Seit der Neugestaltung des Finanzausgleichs und der Aufgabenteilung zwischen Bund und Kantonen (NFA) im Jahr 2008 richtet der Bund namentlich im Umweltbereich seine Subventionen auf der Grundlage von Programmvereinbarungen mit einer Laufzeit von 4 Jahren aus. In diesen Programmvereinbarungen legen das BAFU und die Kantone gemeinsam die zu erbringenden Leistungen und die verfügbaren Bundesbeiträge fest. Dieses Vorgehen gibt den Kantonen mehr Handlungsspielraum. Die Bilanz der ersten Programmperiode (2008-2011) fällt positiv aus. Die partnerschaftlich mit den Kantonen durchgeführten Kontrollen zeigen, dass die Kantone die vereinbarten Leistungen in der Regel in hoher Qualität und fristgemäss bis Ende 2011 erbracht haben.

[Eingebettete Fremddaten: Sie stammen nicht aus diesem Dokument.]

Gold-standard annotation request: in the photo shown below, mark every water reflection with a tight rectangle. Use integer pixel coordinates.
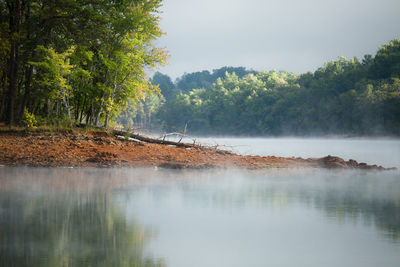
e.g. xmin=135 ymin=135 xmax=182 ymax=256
xmin=0 ymin=168 xmax=400 ymax=267
xmin=0 ymin=169 xmax=164 ymax=266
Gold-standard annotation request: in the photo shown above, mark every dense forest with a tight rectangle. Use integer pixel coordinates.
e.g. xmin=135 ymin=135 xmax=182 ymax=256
xmin=0 ymin=0 xmax=167 ymax=127
xmin=0 ymin=0 xmax=400 ymax=136
xmin=153 ymin=39 xmax=400 ymax=136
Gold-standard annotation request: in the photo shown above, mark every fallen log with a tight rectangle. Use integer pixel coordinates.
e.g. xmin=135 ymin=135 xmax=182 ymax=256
xmin=113 ymin=130 xmax=206 ymax=151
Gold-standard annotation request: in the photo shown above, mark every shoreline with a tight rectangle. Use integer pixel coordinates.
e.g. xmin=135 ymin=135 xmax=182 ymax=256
xmin=0 ymin=129 xmax=395 ymax=170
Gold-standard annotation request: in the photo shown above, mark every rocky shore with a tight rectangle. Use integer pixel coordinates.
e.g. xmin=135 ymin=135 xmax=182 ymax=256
xmin=0 ymin=130 xmax=394 ymax=170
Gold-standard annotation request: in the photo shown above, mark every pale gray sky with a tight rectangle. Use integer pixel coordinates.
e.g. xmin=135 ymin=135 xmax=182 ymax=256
xmin=157 ymin=0 xmax=400 ymax=79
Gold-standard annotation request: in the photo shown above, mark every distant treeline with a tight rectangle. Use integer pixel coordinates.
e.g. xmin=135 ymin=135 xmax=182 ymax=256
xmin=153 ymin=39 xmax=400 ymax=136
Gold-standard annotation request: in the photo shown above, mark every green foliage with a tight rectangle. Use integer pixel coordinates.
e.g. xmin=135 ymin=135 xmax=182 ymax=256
xmin=0 ymin=0 xmax=167 ymax=126
xmin=157 ymin=39 xmax=400 ymax=135
xmin=22 ymin=109 xmax=37 ymax=130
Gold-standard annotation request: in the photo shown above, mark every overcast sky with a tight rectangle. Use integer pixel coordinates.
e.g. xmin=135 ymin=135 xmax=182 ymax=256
xmin=157 ymin=0 xmax=400 ymax=79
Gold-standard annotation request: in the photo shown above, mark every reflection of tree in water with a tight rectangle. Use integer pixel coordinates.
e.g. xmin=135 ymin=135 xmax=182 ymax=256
xmin=314 ymin=186 xmax=400 ymax=240
xmin=0 ymin=193 xmax=164 ymax=267
xmin=174 ymin=172 xmax=400 ymax=242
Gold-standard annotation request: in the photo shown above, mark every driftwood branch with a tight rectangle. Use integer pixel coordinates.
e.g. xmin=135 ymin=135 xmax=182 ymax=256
xmin=113 ymin=130 xmax=204 ymax=148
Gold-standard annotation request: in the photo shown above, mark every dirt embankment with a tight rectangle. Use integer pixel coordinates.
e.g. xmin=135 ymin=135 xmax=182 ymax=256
xmin=0 ymin=131 xmax=394 ymax=170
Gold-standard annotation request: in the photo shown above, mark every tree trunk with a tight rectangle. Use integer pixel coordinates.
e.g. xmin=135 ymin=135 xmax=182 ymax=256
xmin=0 ymin=70 xmax=7 ymax=120
xmin=19 ymin=66 xmax=33 ymax=117
xmin=6 ymin=0 xmax=23 ymax=125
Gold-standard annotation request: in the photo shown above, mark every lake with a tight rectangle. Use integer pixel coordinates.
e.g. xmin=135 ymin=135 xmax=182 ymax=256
xmin=0 ymin=138 xmax=400 ymax=267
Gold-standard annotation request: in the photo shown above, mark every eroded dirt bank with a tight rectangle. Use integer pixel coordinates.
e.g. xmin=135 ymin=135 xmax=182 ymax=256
xmin=0 ymin=131 xmax=394 ymax=170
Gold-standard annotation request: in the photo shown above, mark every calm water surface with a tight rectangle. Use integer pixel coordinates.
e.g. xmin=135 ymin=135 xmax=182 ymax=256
xmin=0 ymin=139 xmax=400 ymax=267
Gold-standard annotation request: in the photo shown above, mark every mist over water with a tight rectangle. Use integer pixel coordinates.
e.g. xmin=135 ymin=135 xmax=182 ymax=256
xmin=190 ymin=137 xmax=400 ymax=168
xmin=0 ymin=139 xmax=400 ymax=267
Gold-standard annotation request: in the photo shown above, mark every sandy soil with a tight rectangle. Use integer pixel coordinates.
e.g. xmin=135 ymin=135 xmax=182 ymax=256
xmin=0 ymin=131 xmax=390 ymax=170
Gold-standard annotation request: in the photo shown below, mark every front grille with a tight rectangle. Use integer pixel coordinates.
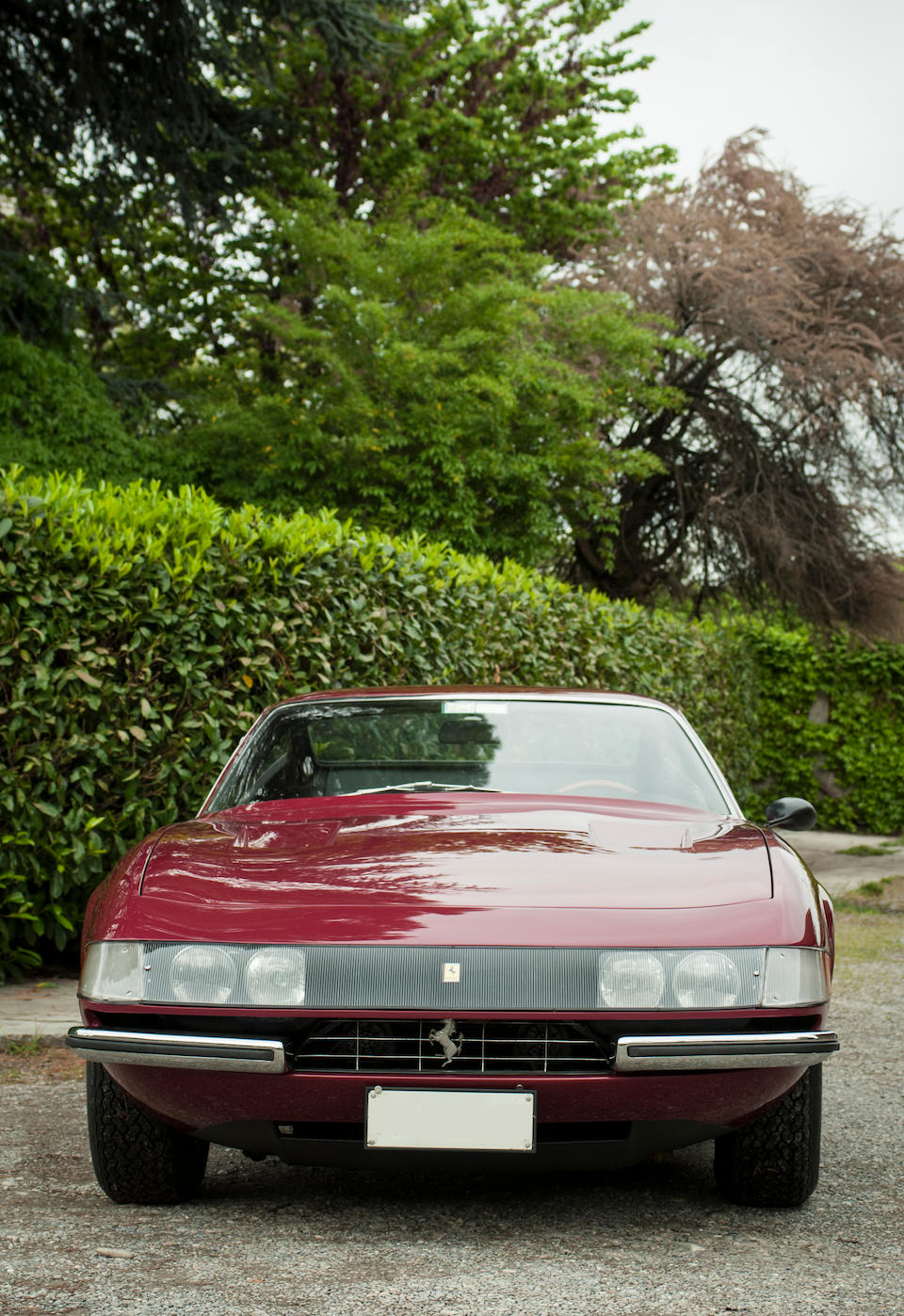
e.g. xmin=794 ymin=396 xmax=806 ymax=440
xmin=292 ymin=1018 xmax=612 ymax=1074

200 Programmvereinbarungen in 9 Programmen
Für die Periode 2012-2015 wurden zwischen BAFU und Kantonen gut 200 Programmvereinbarungen über Bundesbeiträge von insgesamt 883 Millionen Franken abgeschlossen. Die Vereinbarungen betreffen 9 Aufgabenbereiche, für die Bund und Kantone im Verbund zuständig sind. Diese umfassen die Umweltbereiche Lärmschutz (126 Mio.), Schutzbauten gemäss Waldgesetz (77 Mio.), Schutzbauten gemäss Wasserbaugesetz (200 Mio.), Schutzwald (237 Mio.), Waldwirtschaft (56 Mio.), Biodiversität im Wald (38 Mio.), Wild- und Wasservogelschutzgebiete (10 Mio.), Natur- und Landschaftsschutz (107 Mio.) sowie Pärke von nationaler Bedeutung und UNESCO-Weltnaturerbe (32 Mio.) Neu ist zudem das Programm Revitalisierungen. Da die rechtlichen Grundlagen dazu, nämlich die Änderung des Gewässerschutzgesetzes und der Gewässerschutzverordnung, erst 2011 in Kraft traten, ist der Zeitplan für dieses Programm leicht verschoben; die Vertragsabschlüsse finden voraussichtlich im ersten Quartal 2012 statt. Die entsprechenden Subventionen sind zu den bereits zugewiesenen 883 Millionen Franken hinzuzuzählen.
Die Zunahme um gut 200 Millionen Franken im Vergleich zur ersten Programmperiode 2008-2011 (rund 650 Mio.) ist darauf zurückzuführen, dass in der ersten Periode Projekte mit einer Gesamtsumme von über 200 Millionen Franken noch durch mehrjährige altrechtliche Verträge abgegolten wurden und somit nicht in den Programmvereinbarungen erfasst waren. Heute bestehen nur noch im Lärmschutz (18 Mio.) und in geringem Ausmass im Bereich Schutzbauten gemäss Wasserbaugesetz altrechtliche Projekte.
Mit Abstand am meisten Bundesmittel werden wiederum in den Bereichen Schutzwald und Schutzbauten gemäss Wasserbaugesetz investiert. Auch zwischen den Kantonen gibt es Unterschiede: Am meisten Mittel fliessen in die flächenmässig grössten Kantone, nämlich Bern (125 Mio.), Wallis (101 Mio.) und Graubünden (100 Mio.).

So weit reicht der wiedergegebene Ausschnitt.